The incredible shrinking program
I just don’t seem to learn, do I?
A classic experiment
Years ago, during a course on software engineering, the professor described a classic experiment: several programmers were given the same application to write. Each was asked to optimize one non-functional requirement: speed of implementation, speed of application, size of application, readability of the code, run-time memory use… Each developer was able to optimize what was asked of them, at the expense of one or more of the other qualities. No surprise there. TANSTAAFL.
I decided to perform this experiment on myself.
At the time, I was writing a hypertext help compiler and viewer, so that I could always pop up the programming reference documentation I needed while programming. The first useable version of the executable was about 20K (yes 20480 bytes) long. It might be fun to see how long I could keep the application at that size. As this was a resident application, the smaller the program was, the more memory was available for the IDE, compiler, debugger and the application I was developing.
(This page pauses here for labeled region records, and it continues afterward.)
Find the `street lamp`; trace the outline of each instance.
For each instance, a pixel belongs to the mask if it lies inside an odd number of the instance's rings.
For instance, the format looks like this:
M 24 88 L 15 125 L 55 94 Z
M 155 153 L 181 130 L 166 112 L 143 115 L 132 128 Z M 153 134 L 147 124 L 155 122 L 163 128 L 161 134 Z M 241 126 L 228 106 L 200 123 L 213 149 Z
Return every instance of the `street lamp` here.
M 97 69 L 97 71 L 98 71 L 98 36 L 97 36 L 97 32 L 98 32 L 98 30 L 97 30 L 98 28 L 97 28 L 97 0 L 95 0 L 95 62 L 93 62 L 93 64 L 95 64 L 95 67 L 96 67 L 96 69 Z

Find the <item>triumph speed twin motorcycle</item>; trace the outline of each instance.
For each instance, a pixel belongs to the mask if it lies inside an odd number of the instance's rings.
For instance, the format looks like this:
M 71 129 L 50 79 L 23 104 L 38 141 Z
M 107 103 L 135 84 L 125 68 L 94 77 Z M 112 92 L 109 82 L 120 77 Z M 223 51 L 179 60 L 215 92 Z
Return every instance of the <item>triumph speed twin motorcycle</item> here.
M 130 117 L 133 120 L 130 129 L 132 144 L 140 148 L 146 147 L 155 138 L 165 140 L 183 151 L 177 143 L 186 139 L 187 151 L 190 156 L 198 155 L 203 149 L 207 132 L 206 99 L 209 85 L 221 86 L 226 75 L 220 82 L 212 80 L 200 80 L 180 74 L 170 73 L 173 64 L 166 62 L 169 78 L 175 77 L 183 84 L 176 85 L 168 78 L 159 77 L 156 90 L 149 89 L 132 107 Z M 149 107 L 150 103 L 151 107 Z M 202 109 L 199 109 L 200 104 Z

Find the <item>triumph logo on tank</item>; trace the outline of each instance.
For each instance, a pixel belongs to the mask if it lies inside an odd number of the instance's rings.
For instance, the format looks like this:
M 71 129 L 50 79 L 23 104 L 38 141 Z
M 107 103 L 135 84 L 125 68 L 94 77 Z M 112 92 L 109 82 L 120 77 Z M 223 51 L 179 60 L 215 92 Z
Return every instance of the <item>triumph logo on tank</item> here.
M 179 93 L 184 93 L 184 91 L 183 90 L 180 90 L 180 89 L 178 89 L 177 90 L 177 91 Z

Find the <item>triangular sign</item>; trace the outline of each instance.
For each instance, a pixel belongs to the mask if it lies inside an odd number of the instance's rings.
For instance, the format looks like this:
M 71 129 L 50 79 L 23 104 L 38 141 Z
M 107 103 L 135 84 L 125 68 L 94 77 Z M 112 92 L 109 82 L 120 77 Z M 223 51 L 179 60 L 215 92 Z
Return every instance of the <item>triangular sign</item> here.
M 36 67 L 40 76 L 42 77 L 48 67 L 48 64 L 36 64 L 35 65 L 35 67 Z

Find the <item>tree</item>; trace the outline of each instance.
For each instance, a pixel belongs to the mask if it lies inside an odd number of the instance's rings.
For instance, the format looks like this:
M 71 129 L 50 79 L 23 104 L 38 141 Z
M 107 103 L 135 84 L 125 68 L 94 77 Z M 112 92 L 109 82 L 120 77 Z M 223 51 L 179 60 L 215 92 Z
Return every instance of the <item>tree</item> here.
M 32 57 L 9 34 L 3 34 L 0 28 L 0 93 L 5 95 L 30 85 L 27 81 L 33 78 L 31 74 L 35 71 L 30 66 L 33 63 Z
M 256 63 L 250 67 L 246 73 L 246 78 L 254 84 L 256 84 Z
A simple game with the expected results
So, I played a game with the following simple rules:
- Get the most important feature from the feature list and implement it, until it works
- If the application is larger than 20K, rework it until it’s smaller than 20K. All the features must still work!
- Again…
The results were as expected: I managed to keep the application under 20K. This came at the cost of implementation time: sometimes it took a lot of ingenuity and work to squeeze the code back into that 20K. I had to find duplicated stuff, places where I could simplify the code, error handling I could remove because I had made it impossible for common user mistakes to happen…
And some unexpected results
I expected code readability to suffer: I might have to abandon my object-based C writing style, replace C code with more efficient assembler or use complicated tricks to keep the application small. I never needed to do that. If anything the code became more readable…
There were some unexpected side effects. In my experience, the longer you worked on a program, the more features you added, the more difficult it was to add (and debug!) new features. This program was really weird: it kept getting easier to add new features. Wow! That hadn’t happened to me until then and wouldn’t happen again for a long time after that.
This was the first program where I and my users (the application was released as shareware by then) ran out of ideas before my programming ran out of steam.
And what have we learned from this?
I stopped playing with limited home computers and started to work on real men’s computers: Unix workstations. I stopped making my programs small. There was no need: there was plenty of memory (megabytes!) in those machines. I was taught that it was cheaper to upgrade memory than to spend expensive programmer time.
And things were back to normal: with each new feature, it became more difficult to add another one. That’s how it’s supposed to be, isn’t it?